Indiana has a number of fiscal hawks among our elected officials who talk tough about ending government subsidies and cutting wasteful projects. But when the rubber meets the road, these officials have been astonishingly silent in voicing concern about the largest publicly funded project in the state—the now-projected $3 billion new-terrain Interstate 69 highway from Evansville to Indianapolis.
This project comes at an even greater price to the Hoosier taxpayer. Our organization recently released an economic analysis—reviewed by an economist formerly with the right-leaning Hudson Institute—which concludes that, over the next two years, Indiana will dedicate 23 percent of its available funding for highway construction, maintenance and repair to the new-terrain I-69 project. In 2013 alone, 30 cents of every Hoosier taxpayer dollar spent on highways will be devoted to this single project.
What is stunning is that this doesn’t even account for the projected—and likely underestimated—$1.2 billion portion of the project connecting Bloomington to Indianapolis, or the nearly half-billion-dollar Indiana share of the Henderson Bridge that would connect I-69 in Kentucky with the new-terrain route in Indiana.

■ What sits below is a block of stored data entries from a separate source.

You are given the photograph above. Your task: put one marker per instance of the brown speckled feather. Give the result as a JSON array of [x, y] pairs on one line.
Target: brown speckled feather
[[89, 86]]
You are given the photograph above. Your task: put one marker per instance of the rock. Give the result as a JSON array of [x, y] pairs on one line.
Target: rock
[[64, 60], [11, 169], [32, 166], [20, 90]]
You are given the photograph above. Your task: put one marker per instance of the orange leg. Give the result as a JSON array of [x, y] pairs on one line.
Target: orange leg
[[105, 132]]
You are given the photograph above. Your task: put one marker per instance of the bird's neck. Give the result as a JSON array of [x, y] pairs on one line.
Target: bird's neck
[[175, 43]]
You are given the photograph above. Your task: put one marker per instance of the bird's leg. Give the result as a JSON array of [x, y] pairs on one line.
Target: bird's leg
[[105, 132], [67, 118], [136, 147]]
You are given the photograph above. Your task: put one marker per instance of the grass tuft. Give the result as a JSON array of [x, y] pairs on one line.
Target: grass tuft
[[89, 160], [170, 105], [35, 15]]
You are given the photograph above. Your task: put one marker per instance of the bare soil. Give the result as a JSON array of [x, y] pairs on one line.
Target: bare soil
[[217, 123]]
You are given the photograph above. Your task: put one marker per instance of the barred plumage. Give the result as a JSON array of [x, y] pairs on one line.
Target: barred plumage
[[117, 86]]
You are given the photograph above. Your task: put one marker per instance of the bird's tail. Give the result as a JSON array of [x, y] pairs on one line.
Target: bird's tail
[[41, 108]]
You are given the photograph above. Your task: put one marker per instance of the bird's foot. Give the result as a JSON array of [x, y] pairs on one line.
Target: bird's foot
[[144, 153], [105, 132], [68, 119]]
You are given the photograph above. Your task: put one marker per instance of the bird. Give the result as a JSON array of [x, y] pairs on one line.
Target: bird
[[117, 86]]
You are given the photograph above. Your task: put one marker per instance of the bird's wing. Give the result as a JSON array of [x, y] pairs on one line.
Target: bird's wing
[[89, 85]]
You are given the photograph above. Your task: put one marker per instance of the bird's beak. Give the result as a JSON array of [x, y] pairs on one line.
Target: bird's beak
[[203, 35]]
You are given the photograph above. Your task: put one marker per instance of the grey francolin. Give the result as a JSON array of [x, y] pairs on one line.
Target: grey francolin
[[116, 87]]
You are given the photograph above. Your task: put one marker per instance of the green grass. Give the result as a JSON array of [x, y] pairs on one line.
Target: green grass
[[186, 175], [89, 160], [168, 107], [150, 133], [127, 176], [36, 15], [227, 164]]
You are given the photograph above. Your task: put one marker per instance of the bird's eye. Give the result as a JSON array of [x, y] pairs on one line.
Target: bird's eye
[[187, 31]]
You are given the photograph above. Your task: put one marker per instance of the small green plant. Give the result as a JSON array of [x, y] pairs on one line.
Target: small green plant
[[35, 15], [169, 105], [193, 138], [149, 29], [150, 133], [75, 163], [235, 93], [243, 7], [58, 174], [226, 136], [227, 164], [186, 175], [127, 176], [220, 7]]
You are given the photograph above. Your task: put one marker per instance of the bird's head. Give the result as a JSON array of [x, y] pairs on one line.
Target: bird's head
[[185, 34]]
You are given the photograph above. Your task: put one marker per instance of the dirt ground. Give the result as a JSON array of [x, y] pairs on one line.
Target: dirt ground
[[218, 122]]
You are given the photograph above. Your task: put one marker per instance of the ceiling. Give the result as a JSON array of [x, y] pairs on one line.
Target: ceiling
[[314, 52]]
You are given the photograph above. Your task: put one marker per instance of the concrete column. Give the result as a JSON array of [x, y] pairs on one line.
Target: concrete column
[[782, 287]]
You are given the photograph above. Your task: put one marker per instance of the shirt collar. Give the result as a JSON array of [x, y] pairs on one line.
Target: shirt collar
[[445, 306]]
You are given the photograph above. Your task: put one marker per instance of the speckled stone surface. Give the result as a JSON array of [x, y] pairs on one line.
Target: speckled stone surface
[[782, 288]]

The state has no credible plan for how it would actually pay to finish this project. And unfortunately, new-terrain I-69 proponents have been misleading in characterizing I-69 as 15 percent under budget. Proponents omitted a number of costs in their calculation: right-of-way acquisition, design and engineering, and construction administration. Tally all costs, and building I-69 from Evansville to Crane is actually 24 percent over budget.

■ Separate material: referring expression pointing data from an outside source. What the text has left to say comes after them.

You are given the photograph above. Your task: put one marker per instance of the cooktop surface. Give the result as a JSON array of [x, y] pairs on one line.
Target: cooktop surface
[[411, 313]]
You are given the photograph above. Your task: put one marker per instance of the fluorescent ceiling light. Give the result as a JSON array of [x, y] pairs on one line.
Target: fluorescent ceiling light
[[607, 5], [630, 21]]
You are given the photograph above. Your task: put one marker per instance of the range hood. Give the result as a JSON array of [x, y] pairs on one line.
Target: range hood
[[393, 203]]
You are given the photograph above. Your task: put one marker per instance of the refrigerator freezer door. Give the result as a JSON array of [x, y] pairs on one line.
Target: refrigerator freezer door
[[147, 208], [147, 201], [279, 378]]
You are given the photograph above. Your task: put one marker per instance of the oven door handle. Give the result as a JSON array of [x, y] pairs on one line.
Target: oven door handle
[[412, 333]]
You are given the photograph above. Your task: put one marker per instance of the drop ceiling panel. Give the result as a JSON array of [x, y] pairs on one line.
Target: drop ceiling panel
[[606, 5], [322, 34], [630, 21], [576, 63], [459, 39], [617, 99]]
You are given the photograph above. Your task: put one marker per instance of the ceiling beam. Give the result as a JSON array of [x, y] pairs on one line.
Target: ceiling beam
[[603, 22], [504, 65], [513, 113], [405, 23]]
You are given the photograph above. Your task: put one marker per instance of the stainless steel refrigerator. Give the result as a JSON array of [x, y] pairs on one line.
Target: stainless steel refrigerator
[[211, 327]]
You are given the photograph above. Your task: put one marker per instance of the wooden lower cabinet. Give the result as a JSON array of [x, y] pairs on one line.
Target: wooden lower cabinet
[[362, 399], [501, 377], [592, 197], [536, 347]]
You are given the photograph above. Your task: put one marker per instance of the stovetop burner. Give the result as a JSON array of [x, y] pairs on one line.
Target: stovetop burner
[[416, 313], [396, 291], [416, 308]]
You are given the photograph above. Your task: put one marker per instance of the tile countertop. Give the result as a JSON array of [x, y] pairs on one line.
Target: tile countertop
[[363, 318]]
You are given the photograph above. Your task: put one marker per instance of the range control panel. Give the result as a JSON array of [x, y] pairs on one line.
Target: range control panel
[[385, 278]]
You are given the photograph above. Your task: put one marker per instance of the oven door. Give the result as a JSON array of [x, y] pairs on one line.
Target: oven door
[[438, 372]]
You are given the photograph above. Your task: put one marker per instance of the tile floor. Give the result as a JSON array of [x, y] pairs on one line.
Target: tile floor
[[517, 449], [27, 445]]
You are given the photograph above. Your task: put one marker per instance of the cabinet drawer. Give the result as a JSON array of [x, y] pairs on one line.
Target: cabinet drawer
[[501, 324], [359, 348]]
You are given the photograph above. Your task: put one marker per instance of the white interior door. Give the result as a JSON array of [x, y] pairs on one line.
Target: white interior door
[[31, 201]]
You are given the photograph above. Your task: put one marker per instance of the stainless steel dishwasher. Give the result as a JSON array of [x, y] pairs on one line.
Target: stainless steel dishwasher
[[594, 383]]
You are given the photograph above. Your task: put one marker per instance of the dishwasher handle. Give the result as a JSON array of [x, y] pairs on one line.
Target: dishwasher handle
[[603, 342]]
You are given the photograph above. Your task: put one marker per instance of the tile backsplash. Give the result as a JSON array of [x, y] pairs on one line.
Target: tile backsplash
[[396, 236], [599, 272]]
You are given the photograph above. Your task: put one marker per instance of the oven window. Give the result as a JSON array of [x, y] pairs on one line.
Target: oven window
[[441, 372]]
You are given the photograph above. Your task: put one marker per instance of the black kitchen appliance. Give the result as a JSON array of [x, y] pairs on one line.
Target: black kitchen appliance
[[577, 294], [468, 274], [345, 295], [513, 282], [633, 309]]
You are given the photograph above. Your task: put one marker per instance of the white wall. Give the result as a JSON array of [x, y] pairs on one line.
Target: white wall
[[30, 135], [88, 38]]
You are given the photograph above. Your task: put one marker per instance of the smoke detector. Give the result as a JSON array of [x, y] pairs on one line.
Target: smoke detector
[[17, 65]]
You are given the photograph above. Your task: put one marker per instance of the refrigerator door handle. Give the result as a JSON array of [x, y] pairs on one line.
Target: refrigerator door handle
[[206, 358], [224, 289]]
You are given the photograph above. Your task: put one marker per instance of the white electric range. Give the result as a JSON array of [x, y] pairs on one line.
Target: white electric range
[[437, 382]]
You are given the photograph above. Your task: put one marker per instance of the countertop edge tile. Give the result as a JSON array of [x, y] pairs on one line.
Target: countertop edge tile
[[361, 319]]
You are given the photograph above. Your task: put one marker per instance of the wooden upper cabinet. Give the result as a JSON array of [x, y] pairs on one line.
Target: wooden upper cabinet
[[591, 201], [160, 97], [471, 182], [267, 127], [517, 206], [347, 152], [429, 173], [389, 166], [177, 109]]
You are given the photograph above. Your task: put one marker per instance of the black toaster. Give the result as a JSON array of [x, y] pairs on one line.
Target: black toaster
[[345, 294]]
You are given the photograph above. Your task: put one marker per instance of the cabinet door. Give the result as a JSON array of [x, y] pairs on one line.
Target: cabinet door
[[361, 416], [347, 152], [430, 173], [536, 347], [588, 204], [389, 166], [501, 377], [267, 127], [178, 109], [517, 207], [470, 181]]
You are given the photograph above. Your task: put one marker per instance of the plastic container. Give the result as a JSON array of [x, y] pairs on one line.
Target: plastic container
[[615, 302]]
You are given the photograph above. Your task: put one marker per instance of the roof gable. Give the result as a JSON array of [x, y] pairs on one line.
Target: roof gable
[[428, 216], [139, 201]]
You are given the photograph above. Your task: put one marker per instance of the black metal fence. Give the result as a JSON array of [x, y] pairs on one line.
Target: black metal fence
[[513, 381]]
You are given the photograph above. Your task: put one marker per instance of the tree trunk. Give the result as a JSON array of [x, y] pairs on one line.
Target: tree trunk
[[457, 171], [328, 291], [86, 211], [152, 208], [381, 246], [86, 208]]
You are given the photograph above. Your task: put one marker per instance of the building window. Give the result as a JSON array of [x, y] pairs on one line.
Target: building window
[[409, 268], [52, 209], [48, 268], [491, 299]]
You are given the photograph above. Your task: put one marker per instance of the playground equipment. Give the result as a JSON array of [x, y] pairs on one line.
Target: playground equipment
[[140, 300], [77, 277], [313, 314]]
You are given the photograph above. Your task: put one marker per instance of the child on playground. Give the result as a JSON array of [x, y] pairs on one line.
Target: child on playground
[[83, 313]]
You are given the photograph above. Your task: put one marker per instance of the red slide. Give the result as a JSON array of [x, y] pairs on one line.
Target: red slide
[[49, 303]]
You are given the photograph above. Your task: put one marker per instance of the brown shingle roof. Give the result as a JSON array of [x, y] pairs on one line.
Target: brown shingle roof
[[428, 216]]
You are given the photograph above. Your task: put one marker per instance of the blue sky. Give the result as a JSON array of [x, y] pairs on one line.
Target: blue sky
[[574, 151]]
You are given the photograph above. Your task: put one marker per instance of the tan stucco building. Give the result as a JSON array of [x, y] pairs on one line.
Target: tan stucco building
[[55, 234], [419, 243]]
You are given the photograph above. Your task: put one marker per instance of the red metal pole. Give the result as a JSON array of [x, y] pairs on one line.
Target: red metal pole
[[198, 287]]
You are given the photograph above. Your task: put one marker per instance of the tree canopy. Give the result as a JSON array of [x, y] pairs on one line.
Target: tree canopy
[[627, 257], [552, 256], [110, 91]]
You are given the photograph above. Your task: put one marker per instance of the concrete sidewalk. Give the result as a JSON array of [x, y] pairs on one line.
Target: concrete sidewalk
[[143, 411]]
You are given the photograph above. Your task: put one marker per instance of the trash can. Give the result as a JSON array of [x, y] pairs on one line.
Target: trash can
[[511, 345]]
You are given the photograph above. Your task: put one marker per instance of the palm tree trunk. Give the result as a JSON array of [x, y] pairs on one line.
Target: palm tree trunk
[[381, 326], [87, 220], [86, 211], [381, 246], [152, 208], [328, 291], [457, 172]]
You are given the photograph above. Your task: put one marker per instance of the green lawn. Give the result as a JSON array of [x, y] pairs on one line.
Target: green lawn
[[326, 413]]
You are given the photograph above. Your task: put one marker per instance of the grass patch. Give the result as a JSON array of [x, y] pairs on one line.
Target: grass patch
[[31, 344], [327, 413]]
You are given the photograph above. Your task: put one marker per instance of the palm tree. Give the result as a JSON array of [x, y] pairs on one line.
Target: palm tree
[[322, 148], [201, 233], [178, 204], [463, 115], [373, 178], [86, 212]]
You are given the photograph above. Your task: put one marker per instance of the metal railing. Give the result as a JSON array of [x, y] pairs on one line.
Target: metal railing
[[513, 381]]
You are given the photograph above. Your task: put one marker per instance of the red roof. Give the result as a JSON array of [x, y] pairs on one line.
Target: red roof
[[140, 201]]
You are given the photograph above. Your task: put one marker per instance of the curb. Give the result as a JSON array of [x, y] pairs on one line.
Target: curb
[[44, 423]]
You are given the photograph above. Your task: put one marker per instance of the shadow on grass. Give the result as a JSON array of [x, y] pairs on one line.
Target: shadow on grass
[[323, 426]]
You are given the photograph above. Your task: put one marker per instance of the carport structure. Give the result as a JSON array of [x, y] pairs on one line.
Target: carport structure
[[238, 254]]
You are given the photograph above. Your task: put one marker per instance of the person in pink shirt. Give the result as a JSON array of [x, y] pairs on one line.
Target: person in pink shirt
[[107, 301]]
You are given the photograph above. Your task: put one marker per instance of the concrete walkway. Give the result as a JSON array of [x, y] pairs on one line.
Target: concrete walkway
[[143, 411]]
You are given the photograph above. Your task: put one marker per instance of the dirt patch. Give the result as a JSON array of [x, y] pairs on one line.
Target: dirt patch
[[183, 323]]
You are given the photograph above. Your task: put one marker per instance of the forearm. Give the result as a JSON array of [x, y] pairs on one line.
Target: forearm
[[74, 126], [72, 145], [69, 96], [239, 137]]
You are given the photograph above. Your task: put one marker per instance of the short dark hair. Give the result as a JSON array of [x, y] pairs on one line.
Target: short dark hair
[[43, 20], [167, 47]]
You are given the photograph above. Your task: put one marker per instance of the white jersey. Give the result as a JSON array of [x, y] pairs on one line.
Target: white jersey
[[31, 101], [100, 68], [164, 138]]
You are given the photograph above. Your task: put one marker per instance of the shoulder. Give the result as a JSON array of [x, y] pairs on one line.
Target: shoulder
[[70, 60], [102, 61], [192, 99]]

Pouring so much of our dwindling transportation resources into a single project greatly impairs the state’s ability to meet more pressing infrastructure needs. One out of every five bridges in Indiana needs to be repaired or replaced. In some counties, it is as high as 50 percent.
Across the state, roads are scarred by potholes and some are being ground down to gravel because there is no money to fix them. According to policy analysts at Purdue University’s Local Technical Assistance Program, more than 50 percent of our paved county roads require some kind of improvement.
We can accelerate the repair of our roads and bridges while also extending I-69 to Evansville if Indiana converts the U.S. 41/I-70 route to I-69. This alternative is $1 billion cheaper and far less environmentally damaging than the current route, and that alternative will still be less expensive even if the new-terrain route were to be built to Crane Naval Base.
Detractors say that U.S. 41/I-70 will mean longer travel times from Indianapolis to Evansville, but it is only about 13 minutes longer according to the state’s own estimates. Since the state has no credible plan to fund the Bloomington-to-Indianapolis portion of new-terrain I-69 or the Henderson bridge project, it only makes sense to save $1 billion and free up resources to accelerate the repair of our existing infrastructure.
Let’s uphold Hoosier values of common sense, prudence and thriftiness. Switching course on the I-69 route is the ultimate opportunity for our state’s many fiscal hawks to show they truly embrace such core Hoosier economic values.
Elected officials of all political stripes need to pick up the phone and tell our leading gubernatorial candidates, Mike Pence and John Gregg, to seriously re-examine the financial wisdom of pressing ahead with the new-terrain I-69 project. By placing a greater emphasis on improving our existing infrastructure, elected officials will be better honoring the Hoosier taxpayer and putting our state in a safer, more economically prosperous position.•
Kharbanda is executive director of the Hoosier Environmental Council, www.hecweb.org.